After the 3-month follow-up, the participants had significantly less pain intensity and higher foot function scores than at baseline. There was also significant reduction in the number of participants in the apparent group from the US findings, which included those with either plantar fascia thickness greater than 3.8Ā mm or hypo-echogenicity of the plantar fascia. Abnormal findings from ultrasonography represented perifascial fluid accumulation that caused plantar fascia edema in the symptomatic feet47. The risk of edema may be caused by stress repetition on the plantar fascia from overload weight bearing, such as running, obesity, foot deformities, and improper footwear48,49. The customized insole with a medial wedge could act as the passive structure of the plantar fascia that leads to a reduction in abnormal findings of the plantar fascia.

However, there was no significant difference regarding the plantar fascia thickness of the plantar fascia. Among 24 participants in the apparent US group, there were only 4 participants with plantar fascia thickness greater than 3.8Ā mm at baseline. After 3-month follow up, there were only 3 participants with that criteria from a total of 8 participants in the apparent US group. Obviously, an average thickness of the plantar fascia among participants is less than the diagnostic criteria for PF31. A previous study implied a significant effect between the gender and the plantar fascia thickness. The result demonstrated that the male persons with PF had significantly more plantar fascia thickness in the symptomatic side than the female50. There was the imbalance in the gender ratio in this study, with a higher number of the female participants. This might indicated the lower mean of the plantar fascia thickness in the present finding.
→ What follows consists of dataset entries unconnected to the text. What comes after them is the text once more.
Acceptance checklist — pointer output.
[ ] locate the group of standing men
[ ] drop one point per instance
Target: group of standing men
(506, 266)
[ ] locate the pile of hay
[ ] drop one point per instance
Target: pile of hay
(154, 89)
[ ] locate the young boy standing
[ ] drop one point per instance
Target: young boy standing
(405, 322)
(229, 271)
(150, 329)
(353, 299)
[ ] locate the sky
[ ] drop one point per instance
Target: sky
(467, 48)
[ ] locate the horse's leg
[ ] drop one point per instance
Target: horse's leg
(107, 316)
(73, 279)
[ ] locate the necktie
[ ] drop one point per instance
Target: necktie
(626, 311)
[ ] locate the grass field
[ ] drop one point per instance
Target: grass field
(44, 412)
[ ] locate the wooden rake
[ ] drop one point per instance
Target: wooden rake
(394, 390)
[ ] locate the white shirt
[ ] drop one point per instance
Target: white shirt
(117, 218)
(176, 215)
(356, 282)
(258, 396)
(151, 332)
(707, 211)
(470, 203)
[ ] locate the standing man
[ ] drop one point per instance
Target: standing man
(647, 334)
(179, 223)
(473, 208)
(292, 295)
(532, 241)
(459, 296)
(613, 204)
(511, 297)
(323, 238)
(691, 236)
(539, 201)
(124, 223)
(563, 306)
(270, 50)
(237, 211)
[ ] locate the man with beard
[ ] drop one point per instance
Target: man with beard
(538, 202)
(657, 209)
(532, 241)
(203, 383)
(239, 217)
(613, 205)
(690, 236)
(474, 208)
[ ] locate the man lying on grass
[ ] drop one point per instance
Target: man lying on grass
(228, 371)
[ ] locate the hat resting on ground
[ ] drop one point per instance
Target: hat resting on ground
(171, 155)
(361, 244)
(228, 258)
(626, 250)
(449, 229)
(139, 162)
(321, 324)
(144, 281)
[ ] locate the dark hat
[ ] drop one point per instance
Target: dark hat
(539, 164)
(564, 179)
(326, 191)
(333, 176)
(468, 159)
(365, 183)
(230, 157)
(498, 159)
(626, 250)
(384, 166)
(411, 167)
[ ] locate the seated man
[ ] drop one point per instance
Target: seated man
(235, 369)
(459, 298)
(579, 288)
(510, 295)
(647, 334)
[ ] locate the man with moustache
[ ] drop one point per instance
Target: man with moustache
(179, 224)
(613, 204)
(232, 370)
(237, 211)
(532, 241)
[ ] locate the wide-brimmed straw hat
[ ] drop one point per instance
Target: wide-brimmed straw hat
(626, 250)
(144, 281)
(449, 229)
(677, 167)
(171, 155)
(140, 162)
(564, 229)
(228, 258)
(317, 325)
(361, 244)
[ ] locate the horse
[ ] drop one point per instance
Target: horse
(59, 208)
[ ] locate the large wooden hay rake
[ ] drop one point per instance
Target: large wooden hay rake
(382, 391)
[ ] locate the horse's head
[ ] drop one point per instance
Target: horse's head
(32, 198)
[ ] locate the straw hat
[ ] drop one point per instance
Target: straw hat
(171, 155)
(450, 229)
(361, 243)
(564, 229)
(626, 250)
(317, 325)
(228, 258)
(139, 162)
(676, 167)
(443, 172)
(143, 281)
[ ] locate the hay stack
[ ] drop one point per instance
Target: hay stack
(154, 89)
Some limitations should be concerned. For example, most participants in this study were obese, which could produce measurement error from skin movement. A pre-post experimental design was used to determine the clinical outcomes and US findings from the use of the customized insole with medial wedges. The control group should be included in further studies to compare such effects. And the therapist used a heat moulding method instead of a negative casting method. The present results could thus reflect the biomechanical effects of customized insole with only heat-moulding method and not other methods of production. However, several strengths must be acknowledged. The results could be generalized to PF population. Furthermore, this is the first study to determine the effects of customized insoles using joint kinematics and US diagnosis as objective outcomes among persons with PF. Although joint kinematics were only investigated as immediate effects, clinical outcome and US diagnosis were additionally determined as short-term effects. Positive outcomes from the present study supported the use of customized insoles with medial wedges as an effective conservative treatment in patients with PF. Further studies should use randomized controlled trials and extend the follow-up period. Joint kinetics and muscle activity should be additionally included to comprehensively investigate the biomechanical effects of the customized insole in individuals with PF.

Conclusion

Customized insoles with medial wedges seem superior to those without medial wedges on both multi-segment foot motion and knee motion during the stance phase of gait. The former produced less knee motion in the transverse plane and hallux motion in all planes during the propulsive phase. When compared with the shod, the customized insole with medial wedges decreased knee motion in the transverse plane, rearfoot motion in the frontal plane, forefoot motion in the frontal and transverse planes and hallux motion in the frontal and transverse planes during the early to mid-phase of the stance. In addition, it decreased hip motion in the frontal plane, knee motion in the transverse plane, and hallux motion in the sagittal plane during the propulsive phase. After the 3-month follow-up, the insole decreased pain intensity and increased foot function. There were significant reductions in the number of participants with hypo-echogenicity of the plantar fascia and that in the apparent US group, which represented a reduction in plantar fascia edema. Positive outcomes from this study supported the use of customized insoles with medial wedges as an effective conservative treatment in patients with PF.